«Io resto contrario». Ma in Parlamento cresce l'accordo per uno sconto di pena di due anni
ROMA - In serata si preoccupa di far sapere di «non aver cambiato parere» sull'indulto ma, stavolta, un passo in avanti lo ha fatto proprio lui, il Guardasigilli Roberto Castelli, che sembra essersi avvicinato alla linea tracciata venerdì scorso nel carcere milanese di San Vittore dal presidente della Camera. Così il ministro leghista, parafrasando Pier Ferdinando Casini, si è avventurato su un terreno che per il suo partito è un vero tabù: «Sull'indulto il Parlamento deve votare in tempi rapidi...Anche se vorrei che ci fosse un voto palese in modo che ognuno si assuma le responsabilità del caso». Tutto questo Castelli lo dice durante una visita nel carcere di Pordenone nel corso della quale mette in relazione un «voto in tempi rapidi» sull'indulto e il fatto che si sblocchino in Parlamento «le numerose leggi di riforma presentate dal governo».
Davanti ai cancelli, il ministro affronta con una battuta un gruppo di radicali che sosteneva il digiuno intrapreso da Sergio D'Elia, Daniele Capezzone e Rita Bernardini: «Non vi vedo particolarmente sofferenti, dovreste mangiare un po' meno». Ma poi l'apertura di Castelli sull'indulto genera tante e tali reazioni positive che alla fine è lui stesso a raffreddare gli animi. Alle parole di Castelli, infatti, vanno aggiunte quelle pronunciate dal capogruppo Ds, Luciano Violante che, pure con molti distinguo sulle modalità per varare un atto di clemenza, prevede una svolta a breve: «Credo che a gennaio delibereremo in un modo o nell'altro».
Ecco, a un mese dall'appello del Santo Padre a favore di un atto di clemenza per i detenuti, qualcosa si muove. In realtà, di vero indulto (condono della pena o parte della pena) non si parla perché la maggioranza dei due terzi è irraggiungibile senza la Lega e An. E lo stesso vale per l'amnistia (cancella il reato) alla quale si oppongono anche Ds e Margherita ma non Forza Italia e Castelli («Però deve essere come quella di Togliatti, un atto politico»).
Rimane dunque l'«indultino» (sospensione condizionata della pena) incardinato nel testo Pisapia-Buemi che prevede di varare con una maggioranza semplice uno sconto di pena di tre anni per tutti i detenuti se, una volta usciti, riescono a rigare dritto per cinque anni.
Troppo per la Lega e per An.
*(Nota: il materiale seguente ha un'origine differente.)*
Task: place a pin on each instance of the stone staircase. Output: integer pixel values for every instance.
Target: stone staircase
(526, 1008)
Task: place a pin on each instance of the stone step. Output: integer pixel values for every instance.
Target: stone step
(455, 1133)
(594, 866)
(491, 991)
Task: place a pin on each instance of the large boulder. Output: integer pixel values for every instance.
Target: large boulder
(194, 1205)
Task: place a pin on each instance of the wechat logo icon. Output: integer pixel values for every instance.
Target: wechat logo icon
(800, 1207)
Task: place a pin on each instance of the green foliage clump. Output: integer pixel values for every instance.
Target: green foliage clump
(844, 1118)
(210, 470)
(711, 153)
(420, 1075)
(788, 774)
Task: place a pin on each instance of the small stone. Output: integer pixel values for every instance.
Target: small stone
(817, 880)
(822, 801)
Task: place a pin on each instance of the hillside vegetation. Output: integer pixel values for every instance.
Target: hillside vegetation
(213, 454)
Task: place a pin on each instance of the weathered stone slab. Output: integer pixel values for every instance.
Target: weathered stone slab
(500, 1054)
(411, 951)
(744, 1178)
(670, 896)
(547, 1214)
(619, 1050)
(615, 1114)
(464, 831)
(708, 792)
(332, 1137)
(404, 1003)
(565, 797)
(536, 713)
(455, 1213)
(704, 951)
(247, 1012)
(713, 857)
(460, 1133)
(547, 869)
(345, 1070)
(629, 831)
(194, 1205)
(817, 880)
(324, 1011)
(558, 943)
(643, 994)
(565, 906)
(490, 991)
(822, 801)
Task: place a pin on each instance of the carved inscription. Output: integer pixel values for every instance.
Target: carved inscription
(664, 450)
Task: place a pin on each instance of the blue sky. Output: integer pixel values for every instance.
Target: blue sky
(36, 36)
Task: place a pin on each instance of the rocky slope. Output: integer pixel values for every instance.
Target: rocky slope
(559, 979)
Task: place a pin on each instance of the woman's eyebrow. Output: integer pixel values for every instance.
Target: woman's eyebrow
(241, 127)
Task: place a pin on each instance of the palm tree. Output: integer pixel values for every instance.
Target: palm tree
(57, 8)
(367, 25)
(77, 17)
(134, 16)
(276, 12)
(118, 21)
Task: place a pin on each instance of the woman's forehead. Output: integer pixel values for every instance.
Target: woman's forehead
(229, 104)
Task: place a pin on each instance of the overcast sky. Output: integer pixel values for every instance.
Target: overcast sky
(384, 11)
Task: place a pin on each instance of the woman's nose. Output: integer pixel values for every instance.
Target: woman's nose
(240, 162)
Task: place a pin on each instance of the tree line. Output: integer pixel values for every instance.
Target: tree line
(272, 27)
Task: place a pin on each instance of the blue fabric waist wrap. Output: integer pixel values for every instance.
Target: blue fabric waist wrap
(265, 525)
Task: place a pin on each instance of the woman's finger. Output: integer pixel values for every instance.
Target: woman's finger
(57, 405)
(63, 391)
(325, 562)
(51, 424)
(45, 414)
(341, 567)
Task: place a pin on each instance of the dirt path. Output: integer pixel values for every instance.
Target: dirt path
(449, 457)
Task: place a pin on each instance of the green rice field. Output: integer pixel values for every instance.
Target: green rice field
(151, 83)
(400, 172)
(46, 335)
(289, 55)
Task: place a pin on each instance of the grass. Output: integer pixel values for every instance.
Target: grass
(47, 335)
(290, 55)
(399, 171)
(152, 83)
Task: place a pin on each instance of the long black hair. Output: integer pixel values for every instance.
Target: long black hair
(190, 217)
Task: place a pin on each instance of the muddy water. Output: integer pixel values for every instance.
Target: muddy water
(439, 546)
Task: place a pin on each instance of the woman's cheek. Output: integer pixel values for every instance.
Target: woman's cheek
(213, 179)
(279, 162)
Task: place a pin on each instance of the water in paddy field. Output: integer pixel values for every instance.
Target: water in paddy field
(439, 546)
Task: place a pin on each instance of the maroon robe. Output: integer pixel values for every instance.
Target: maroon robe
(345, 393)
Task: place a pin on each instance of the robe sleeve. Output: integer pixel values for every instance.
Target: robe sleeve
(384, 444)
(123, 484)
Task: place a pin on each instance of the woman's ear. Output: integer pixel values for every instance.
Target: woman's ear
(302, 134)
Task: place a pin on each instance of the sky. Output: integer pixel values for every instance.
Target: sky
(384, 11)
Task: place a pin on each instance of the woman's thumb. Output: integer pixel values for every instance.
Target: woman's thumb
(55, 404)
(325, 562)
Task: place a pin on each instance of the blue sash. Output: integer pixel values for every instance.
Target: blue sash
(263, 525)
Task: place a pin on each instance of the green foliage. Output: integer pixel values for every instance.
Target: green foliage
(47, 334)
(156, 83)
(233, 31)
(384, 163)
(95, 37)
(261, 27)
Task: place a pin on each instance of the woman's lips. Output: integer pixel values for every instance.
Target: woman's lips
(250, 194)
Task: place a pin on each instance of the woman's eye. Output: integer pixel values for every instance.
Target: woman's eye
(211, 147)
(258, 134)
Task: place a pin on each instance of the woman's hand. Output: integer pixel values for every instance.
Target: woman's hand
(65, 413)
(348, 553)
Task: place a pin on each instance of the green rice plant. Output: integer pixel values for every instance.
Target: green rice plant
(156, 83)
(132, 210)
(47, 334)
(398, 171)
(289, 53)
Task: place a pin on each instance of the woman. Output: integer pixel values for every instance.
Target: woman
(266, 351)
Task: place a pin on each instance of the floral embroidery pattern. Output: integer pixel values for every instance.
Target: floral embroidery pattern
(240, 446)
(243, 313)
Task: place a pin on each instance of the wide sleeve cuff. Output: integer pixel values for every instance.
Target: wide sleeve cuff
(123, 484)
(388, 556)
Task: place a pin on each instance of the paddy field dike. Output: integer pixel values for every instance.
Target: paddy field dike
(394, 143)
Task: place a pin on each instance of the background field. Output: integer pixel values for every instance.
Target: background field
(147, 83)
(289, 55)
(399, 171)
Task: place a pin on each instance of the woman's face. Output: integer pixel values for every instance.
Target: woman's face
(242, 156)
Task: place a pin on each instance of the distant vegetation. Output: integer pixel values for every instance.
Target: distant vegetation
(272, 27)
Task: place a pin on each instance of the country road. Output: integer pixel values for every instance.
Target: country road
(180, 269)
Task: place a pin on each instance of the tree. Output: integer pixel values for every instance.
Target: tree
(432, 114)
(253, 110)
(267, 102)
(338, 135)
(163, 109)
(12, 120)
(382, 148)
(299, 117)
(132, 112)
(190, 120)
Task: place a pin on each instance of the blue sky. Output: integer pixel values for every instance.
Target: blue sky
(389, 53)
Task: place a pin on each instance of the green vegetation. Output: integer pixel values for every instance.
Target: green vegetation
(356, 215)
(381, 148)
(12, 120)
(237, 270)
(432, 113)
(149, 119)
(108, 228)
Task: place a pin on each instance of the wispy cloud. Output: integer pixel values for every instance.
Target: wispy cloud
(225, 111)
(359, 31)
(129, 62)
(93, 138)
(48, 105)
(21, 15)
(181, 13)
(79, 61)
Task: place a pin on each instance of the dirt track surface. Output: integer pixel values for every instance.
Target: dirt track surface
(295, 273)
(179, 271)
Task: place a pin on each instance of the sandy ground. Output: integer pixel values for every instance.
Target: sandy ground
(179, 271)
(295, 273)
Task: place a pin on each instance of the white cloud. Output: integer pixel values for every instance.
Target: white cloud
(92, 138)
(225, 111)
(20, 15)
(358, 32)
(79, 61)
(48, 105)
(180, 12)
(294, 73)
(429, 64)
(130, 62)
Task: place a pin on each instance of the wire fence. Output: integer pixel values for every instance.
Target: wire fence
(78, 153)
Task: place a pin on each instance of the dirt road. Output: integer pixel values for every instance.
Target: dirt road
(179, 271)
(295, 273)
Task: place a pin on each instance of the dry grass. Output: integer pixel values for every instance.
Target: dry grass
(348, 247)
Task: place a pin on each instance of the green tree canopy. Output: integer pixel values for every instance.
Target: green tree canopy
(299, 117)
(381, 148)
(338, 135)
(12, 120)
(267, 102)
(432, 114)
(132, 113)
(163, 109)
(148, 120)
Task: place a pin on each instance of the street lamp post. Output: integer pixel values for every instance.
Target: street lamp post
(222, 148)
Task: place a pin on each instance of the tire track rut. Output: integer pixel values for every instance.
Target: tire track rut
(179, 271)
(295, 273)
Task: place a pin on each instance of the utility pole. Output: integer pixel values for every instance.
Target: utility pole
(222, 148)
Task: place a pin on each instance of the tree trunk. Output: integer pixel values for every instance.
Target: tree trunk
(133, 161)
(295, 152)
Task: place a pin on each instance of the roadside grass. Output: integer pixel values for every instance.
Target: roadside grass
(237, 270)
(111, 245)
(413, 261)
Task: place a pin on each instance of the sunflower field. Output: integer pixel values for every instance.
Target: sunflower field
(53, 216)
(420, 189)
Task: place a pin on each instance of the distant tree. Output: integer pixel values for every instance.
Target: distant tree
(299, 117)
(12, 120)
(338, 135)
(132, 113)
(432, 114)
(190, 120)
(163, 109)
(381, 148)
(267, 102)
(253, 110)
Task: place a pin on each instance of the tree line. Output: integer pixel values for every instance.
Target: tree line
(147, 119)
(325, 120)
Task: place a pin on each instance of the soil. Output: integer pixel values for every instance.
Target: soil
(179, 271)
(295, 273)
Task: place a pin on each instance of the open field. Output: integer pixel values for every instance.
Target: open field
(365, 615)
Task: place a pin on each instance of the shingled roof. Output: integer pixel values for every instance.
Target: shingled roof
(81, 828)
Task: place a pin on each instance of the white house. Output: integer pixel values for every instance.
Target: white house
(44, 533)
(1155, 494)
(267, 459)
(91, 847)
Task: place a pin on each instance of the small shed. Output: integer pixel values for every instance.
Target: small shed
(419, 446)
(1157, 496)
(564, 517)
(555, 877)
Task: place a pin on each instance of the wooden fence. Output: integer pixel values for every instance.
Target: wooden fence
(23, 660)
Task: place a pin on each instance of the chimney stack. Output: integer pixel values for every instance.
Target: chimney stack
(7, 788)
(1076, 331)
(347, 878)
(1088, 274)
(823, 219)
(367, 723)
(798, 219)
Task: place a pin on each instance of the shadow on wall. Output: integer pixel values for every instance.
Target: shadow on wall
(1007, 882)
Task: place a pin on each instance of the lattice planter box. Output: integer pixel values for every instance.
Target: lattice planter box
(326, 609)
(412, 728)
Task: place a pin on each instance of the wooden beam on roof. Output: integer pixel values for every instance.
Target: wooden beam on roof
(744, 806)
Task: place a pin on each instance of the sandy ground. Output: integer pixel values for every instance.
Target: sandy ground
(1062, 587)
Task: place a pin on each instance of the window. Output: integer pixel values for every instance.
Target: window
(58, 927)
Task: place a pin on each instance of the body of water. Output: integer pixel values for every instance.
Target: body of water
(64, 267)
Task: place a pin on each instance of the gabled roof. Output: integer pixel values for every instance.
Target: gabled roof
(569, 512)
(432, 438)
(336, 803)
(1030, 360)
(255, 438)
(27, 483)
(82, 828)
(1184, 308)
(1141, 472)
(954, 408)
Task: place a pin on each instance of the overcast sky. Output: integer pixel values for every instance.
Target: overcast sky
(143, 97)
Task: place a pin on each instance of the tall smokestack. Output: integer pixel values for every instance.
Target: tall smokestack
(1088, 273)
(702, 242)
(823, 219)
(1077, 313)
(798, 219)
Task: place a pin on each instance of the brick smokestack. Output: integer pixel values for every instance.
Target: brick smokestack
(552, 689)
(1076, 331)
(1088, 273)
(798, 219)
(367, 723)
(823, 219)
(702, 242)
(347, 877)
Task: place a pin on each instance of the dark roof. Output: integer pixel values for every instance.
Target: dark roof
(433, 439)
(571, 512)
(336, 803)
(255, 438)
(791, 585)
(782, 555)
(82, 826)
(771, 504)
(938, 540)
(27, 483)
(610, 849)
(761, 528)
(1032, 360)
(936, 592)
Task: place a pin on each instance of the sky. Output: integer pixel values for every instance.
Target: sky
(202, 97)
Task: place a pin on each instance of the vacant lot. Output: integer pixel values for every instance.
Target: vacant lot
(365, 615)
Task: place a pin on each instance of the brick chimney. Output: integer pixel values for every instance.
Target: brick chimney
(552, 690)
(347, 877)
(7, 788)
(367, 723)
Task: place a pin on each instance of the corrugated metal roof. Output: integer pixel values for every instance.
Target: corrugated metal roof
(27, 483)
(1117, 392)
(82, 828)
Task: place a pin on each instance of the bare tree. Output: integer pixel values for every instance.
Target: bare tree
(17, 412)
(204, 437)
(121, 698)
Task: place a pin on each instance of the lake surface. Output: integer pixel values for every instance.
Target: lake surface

E troppo anche per i Ds e la Margherita che vorrebbero evitare una sorta di indulto mascherato. Così, il relatore Enrico Buemi (Sdi) porterà oggi in commissione Giustizia un nuovo testo che prevede molti paletti: lo sconto sarà di due anni; esce chi ha già scontato metà pena; obbligo di firma e di risiedere in un comune diverso da quello nel quale è stato compiuto il reato; esclusi i reati di mafia, terrorismo, omicidio, sequestro, traffico di stupefacenti. E Buemi azzarda che il testo potrebbe essere varato entro Natale in modo da consegnarlo alla conferenza dei capigruppo presieduta da Casini per farlo calendarizzare in Aula nella seconda metà di gennaio.
La sortita di Castelli fa ben sperare anche Giuliano Pisapia (Prc) che però non rinuncia a stuzzicare il ministro: «Varando una sorta di amnistia per i reati tributari per il governo diventa difficile opporsi all'indulto». E anche Violante non risparmia frecciate: «Il ministro Castelli non sa, non è la sua materia. Per altro non è una sua colpa, se mi facessero fare l'idraulico farei gli stessi disastri che lui fa nel campo della giustizia». E la risposta dell'ingegner Castelli non si fa attendere: «Sappia, Violante, che diventare ingegnere non è facile. Non è un titolo di second'ordine...Quando poi il presidente del suo stesso partito, D'Alema, non è neanche laureato».